World Water Day: What access to clean water really means

Today's Unesco World Water Day has the theme "Leave no one behind". Many people still do not have access to safe water and sanitary facilities for various reasons. But access to clean water alone is not enough, knows behavioural psychologist Hans-Joachim Mosler of the Department of Environmental Social Sciences.

"No one may be left behind," writes Unesco in its World Water Report. Today, three out of ten people have no access to safe drinking water and even less to sanitation facilities, often because they are discriminated against for various reasons. Gender, age, state of health or origin play an important role. People who belong to minorities or are fleeing are increasingly affected.

What is safe water?

When we talk about access to clean water, we often think only about the availability of water. Availability means how much water is physically available, how it is stored, managed and allocated to users. However, this is only the first step: If water is available, it must be made accessible (delivered via e.g. water pipes or wells) and appropriately treated, i.e. cleaned and disinfected. In addition, there is a functioning sanitary system that meets the hygienic requirements.

The hurdles to safe water are manifold: The next well with purified water can be in a difficult to reach location, the drinking bottle can be dirty, the water can be contaminated again during transport or the appropriate cleaning tools are not available. Often it is a combination and above all the lack of awareness of how important safe water is for health. 
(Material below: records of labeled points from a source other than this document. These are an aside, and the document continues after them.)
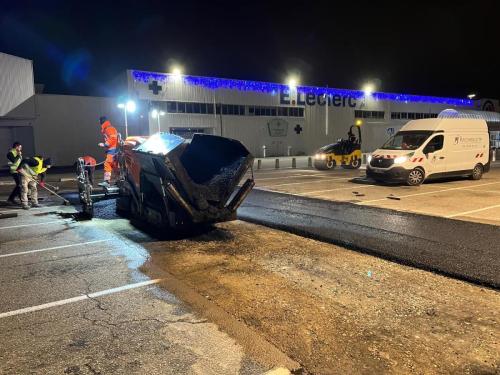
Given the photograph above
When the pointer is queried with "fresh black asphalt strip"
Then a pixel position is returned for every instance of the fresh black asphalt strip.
(463, 250)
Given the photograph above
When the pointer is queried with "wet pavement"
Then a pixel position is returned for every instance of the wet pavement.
(456, 198)
(74, 301)
(465, 250)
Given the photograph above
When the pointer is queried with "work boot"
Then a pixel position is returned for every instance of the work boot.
(11, 202)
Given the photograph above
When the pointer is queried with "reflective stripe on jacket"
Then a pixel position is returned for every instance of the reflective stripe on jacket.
(39, 168)
(14, 166)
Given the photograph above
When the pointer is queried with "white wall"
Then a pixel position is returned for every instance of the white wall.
(67, 127)
(16, 84)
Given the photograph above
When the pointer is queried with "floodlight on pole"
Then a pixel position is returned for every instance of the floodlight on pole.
(131, 106)
(292, 82)
(368, 89)
(157, 114)
(176, 72)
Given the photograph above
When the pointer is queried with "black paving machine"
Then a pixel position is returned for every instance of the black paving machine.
(169, 182)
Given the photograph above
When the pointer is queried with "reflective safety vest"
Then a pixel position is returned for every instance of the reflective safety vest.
(39, 168)
(14, 166)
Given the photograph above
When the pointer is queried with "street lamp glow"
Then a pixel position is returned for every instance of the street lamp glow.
(156, 115)
(368, 89)
(177, 71)
(293, 82)
(131, 106)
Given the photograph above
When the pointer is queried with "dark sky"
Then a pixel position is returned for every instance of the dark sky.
(437, 48)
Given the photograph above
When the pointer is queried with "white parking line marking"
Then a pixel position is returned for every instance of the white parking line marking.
(473, 211)
(77, 299)
(257, 179)
(33, 224)
(312, 182)
(52, 248)
(347, 188)
(280, 191)
(429, 192)
(485, 191)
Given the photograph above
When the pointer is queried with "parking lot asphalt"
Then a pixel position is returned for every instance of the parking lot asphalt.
(458, 198)
(73, 300)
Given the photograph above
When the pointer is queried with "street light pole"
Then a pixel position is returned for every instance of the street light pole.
(126, 123)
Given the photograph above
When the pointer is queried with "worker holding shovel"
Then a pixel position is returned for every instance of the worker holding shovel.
(30, 170)
(28, 183)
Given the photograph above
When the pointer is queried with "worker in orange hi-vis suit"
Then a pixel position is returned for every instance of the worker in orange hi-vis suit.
(110, 143)
(89, 163)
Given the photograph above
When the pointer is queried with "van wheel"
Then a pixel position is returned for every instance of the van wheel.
(477, 172)
(415, 177)
(330, 164)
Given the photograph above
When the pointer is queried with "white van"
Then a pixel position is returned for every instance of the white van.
(433, 148)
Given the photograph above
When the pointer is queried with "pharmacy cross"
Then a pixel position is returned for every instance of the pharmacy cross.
(155, 87)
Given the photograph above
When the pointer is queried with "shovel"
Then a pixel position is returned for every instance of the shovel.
(66, 202)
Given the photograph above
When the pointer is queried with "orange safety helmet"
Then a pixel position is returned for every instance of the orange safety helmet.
(105, 123)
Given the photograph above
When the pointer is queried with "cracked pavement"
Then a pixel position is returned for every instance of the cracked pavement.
(136, 331)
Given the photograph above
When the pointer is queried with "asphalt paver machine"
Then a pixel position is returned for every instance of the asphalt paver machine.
(345, 152)
(168, 182)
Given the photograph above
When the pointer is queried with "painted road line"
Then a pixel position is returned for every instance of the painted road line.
(473, 211)
(429, 192)
(346, 188)
(52, 248)
(34, 208)
(280, 191)
(313, 182)
(83, 297)
(33, 224)
(257, 179)
(485, 191)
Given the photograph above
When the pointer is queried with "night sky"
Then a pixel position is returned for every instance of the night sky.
(440, 48)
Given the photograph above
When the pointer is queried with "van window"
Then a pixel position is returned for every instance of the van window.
(407, 140)
(434, 144)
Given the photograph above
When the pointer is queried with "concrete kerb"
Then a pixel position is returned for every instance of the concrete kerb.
(282, 162)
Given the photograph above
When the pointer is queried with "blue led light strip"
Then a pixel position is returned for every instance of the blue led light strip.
(274, 88)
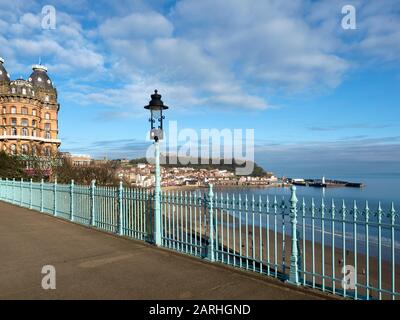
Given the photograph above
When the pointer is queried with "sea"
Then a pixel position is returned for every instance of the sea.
(379, 188)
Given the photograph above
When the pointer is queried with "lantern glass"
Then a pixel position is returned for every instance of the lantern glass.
(156, 115)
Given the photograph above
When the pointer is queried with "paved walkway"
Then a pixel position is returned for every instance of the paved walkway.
(91, 264)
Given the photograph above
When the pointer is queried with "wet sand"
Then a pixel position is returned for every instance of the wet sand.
(232, 240)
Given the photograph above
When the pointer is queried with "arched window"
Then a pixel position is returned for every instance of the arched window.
(13, 149)
(24, 149)
(47, 151)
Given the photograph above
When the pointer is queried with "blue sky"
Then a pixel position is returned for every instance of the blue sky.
(322, 100)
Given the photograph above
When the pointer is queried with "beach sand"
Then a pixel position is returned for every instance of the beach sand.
(228, 234)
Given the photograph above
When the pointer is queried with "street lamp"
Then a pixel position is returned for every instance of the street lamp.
(156, 107)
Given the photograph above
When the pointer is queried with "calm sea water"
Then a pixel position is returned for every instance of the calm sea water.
(378, 187)
(382, 188)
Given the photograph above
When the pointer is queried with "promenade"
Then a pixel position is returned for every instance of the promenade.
(91, 264)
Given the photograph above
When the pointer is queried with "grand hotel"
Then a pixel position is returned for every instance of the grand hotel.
(28, 113)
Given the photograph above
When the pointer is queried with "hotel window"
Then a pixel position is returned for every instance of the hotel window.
(47, 151)
(24, 148)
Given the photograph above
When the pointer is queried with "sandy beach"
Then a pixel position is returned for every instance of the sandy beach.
(232, 241)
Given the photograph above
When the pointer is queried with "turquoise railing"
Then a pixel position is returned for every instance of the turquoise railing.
(339, 249)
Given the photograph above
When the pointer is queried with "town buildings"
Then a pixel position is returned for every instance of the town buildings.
(142, 175)
(28, 113)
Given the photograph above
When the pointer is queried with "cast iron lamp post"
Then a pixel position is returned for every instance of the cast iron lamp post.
(156, 107)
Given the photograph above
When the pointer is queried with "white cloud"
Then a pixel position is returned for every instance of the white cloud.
(137, 25)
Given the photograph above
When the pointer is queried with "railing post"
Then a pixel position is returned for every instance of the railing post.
(30, 194)
(294, 266)
(92, 204)
(210, 203)
(55, 197)
(41, 195)
(157, 196)
(21, 191)
(120, 208)
(13, 199)
(71, 199)
(7, 192)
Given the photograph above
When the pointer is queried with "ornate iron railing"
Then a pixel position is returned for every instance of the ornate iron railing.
(345, 250)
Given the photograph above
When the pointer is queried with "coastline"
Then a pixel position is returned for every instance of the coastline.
(218, 187)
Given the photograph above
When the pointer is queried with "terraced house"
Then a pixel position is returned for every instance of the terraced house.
(29, 113)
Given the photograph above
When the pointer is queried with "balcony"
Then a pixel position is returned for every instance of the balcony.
(29, 138)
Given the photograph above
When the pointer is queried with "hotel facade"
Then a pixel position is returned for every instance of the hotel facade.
(28, 114)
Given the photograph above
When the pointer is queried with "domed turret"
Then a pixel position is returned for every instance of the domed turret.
(39, 78)
(4, 76)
Access to safe water alone is not enough

Often there is no awareness of the importance of hygiene, or social norms prevent drinking water from being fetched from a safe well (for example, because the young women whose job it is to fetch drinking water are not allowed to be in public places). This shows that attention must be paid not only to access to safe water, but also to the behaviour of water users. Hans-Joachim Mosler from the Department of Environmental Social Sciences has developed the Ranas model, a method to identify which aspects prevent behavioural change. "We make sure that the infrastructure that the engineers build is actually used," says Mosler. "The aim is to motivate people to make existing water safe themselves and to keep it that way. Clean water without the right behaviour is not enough," says Mosler. This means, for example, taking a longer route to a safe source, procuring disinfectants at an early stage or planning appropriate techniques such as boiling or Sodis so that the water is ready at the desired time. Further hygiene is also important: regular washing of hands, use of toilets, handling of food, etc. The task of Mosler's team is to identify the motivators for such behaviour and then to tackle them accordingly. So that all people benefit from clean water.